Yunanistan ve Türkiye Arasında Sınır ÇitNicolas Economou/Imageo
Uyanık hareketin radikal tepkisi: Batı olmayan eleştirmenler, Batılı kendini azaltmanın sahte olduğunu söylüyorlarsa haklı. Madden batı imtiyazlarının talep ettikleri “o değil” olduğu konusunda ısrar ediyorlar. Batı gerçek bir değişim yerine, üstün çerçevesinde kalır (üstün çerçeve) ve başkalarının bu sisteme entegre olmasını bekliyor – ama neden onlar? Sorun, elbette, Batılı olmayan eleştirmenlerin, açıkça ve net bir şekilde ifade etmek için Batı'nın yaşam tarzından vazgeçmesini beklemeleri. Alternatif: Batı, Batı Batı karşıtı bir medeniyet olarak (sosyal, ekonomik olarak) yok etmek için eleştirel tutumun bir sonucu olarak başarılı olacak mı, yoksa kendini doğrulayıcı ideolojiyi ekonomik üstünlükle birleştirebilecek mi?
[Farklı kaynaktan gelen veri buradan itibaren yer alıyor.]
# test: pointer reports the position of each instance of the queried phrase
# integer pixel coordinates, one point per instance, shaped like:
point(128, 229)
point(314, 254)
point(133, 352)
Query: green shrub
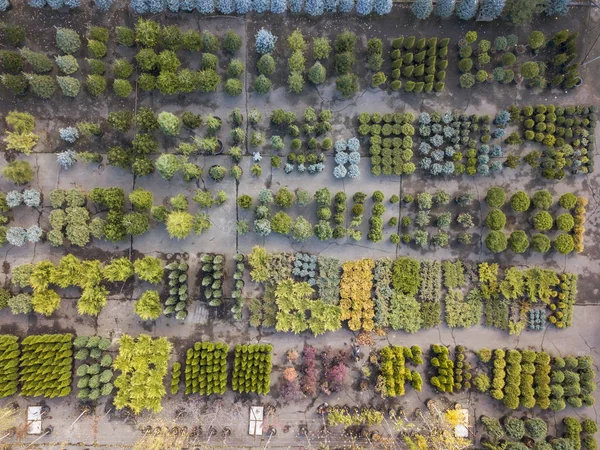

Milner haklı: Kendini dağıtma kritik modunun, mevcut düzen için devrimci bir tehdit olmamasını sağlamak için en iyi ideolojik tutum olması büyük bir paradoks değildir.
Jean-Claude MilnerKendini elden çıkarma eleştirel tutum, mevcut düzen için devrimci bir tehdit olmamasını sağlamak için en iyi ideolojik tutumdur.
Bununla birlikte, iddiası yeni popülist hakların (görünür, ama gerçek) devrimci tutumunu yenileyerek desteklenmelidir: tüm söylemleri, yeni seçkinlerin (büyük şirketler, akademik ve kültürel seçkinler, devlet hizmetleri) zorla yok edilmesi gerektiği “devrimci” talebe dayanmaktadır. Yanis Varoufakis ile ifade etmek için: Yeni feodal lordlarımıza karşı bir sınıf mücadelesi öneriyorlar – en kötü kabus, Batı popülist hakkı ile Batı karşıtı otoriterler arasında bir anlaşma olasılığı olacaktır. Trump'ın ideolojisine karşı tartışmak kolaydır – asla kapitalizmin tüm tarihinde, devlet neofeudal şirket seçkinleriyle daha bağlıydı. Ama bu yeterince uzak: gerçek görev, sözde evrimsel Trump'ın enerjisini bastırmak değil, onları gerçek hedeflerine kullanmaktır: tekno -yüksek erkekler.
Bu, Milner tarafından iptali ve diğer benzer ideolojik (ve kurumsal) mekanizmaları yeniden tanıtmak için koşulsuz olarak açıklanan devlete dönme cazibesine karşı koymamız gerektiği anlamına gelir. Daha önce açıkladığımız gibi, Trump'ın popülizmi, odak yoluyla kendini yok etmesinin (ve yetersizliği) kimlik politikasına yakın olan liberal-demokratik refah devletine bir tepkidir. Trump'ın sahte sınıf mücadelesi, sol -liberal kimlik politikasının ezilenlerinin geri dönüşüdür. Bu nedenle görev açıktır: Büyük hedeflerini sol -liberal siyasi doğruluktan almalıyız, ancak sansür acı ruhu ve olgusal dışlama mantığı olmadan. Trump popülistlerinden değişmek için yüzsüz iradelerini ele geçirmeliyiz.